Non ho idee, ma per me
è normale. Tra un libro e l’altro metto sempre un vuoto di uno o due anni. Non
è una cosa che scelgo di fare: ho soltanto capito e accettato che, dopo gli
anni di lavoro che mi costa un romanzo, ho bisogno di non scrivere per un bel
po’.
Come sta secondo lei la letteratura italiana oggi?
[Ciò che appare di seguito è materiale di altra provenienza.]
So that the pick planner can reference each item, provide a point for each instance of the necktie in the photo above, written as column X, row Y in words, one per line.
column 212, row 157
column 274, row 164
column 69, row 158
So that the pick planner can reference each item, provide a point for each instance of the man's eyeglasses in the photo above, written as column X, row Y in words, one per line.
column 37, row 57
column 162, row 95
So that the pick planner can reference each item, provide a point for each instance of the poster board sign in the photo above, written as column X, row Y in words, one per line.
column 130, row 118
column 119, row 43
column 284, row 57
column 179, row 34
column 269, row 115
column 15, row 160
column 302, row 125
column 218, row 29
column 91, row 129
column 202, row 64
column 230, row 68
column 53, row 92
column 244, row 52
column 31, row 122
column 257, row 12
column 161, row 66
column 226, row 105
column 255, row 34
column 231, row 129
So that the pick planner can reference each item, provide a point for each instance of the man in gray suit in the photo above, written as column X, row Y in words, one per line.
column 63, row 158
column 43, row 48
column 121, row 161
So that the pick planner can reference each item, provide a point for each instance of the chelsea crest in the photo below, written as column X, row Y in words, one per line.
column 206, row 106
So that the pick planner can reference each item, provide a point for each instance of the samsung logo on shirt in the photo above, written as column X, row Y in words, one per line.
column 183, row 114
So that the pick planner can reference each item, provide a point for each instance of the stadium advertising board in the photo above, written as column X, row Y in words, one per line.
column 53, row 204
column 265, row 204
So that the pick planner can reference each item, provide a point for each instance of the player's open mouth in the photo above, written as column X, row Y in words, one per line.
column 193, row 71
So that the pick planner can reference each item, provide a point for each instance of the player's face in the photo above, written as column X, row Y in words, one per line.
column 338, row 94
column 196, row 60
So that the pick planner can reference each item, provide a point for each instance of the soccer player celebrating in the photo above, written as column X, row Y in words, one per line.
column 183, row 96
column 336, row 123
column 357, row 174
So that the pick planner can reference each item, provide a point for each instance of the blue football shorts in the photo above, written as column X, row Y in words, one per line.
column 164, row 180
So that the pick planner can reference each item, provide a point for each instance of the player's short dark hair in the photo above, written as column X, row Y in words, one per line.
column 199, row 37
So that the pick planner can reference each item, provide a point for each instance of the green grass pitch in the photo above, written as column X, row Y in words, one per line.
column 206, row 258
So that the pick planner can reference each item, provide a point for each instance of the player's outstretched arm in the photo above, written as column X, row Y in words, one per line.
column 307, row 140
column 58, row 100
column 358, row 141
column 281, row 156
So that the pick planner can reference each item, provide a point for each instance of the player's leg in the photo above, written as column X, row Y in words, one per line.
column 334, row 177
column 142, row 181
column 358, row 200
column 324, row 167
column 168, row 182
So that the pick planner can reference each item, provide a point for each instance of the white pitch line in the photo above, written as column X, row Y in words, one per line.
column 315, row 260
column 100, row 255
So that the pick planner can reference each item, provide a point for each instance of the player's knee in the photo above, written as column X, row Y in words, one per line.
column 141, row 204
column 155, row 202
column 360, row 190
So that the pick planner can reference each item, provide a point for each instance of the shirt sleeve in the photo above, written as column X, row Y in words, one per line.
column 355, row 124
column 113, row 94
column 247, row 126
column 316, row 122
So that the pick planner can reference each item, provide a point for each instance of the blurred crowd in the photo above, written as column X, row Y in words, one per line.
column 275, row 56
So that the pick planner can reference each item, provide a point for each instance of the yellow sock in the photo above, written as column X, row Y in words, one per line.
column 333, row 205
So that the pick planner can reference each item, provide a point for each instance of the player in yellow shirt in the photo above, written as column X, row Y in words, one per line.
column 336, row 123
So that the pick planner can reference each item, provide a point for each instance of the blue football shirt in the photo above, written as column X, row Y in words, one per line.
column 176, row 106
Nonostante quello che si dice, la letteratura italiana
contemporanea sta bene anche se forse non lo sa. Il problema è che si portano
sugli altari le persone sbagliate. Esistono grandissimi scrittori di cui si
parla pochissimo. Penso che Filippo Tuena, Laura Pariani e Angela Bubba
(scrittrice di cui probabilmente pochissimi hanno sentito parlare) siano tre
autori straordinari.
ANDREA TARABBIA è
nato a Saronno nel 1978. Ha pubblicato, tra gli altri, i romanzi "La calligrafia come arte della guerra" (2010), "Il demone a Beslan" (2011), "Il giardino delle mosche" (2015; Premio Selezione
Campiello 2016 e Premio Manzoni Romanzo Storico 2016) e i saggi "La buona morte" (2014) e "Il
peso del legno" (2018). Nel 2012 ha curato e tradotto "Diavoleide "Di
Michail Bulgakov. "Madrigale senza suono", uscito nel 2019 per Bollati Boringhieri, ha vinto l'ultima edizione del Premio Campiello. Vive a Bologna.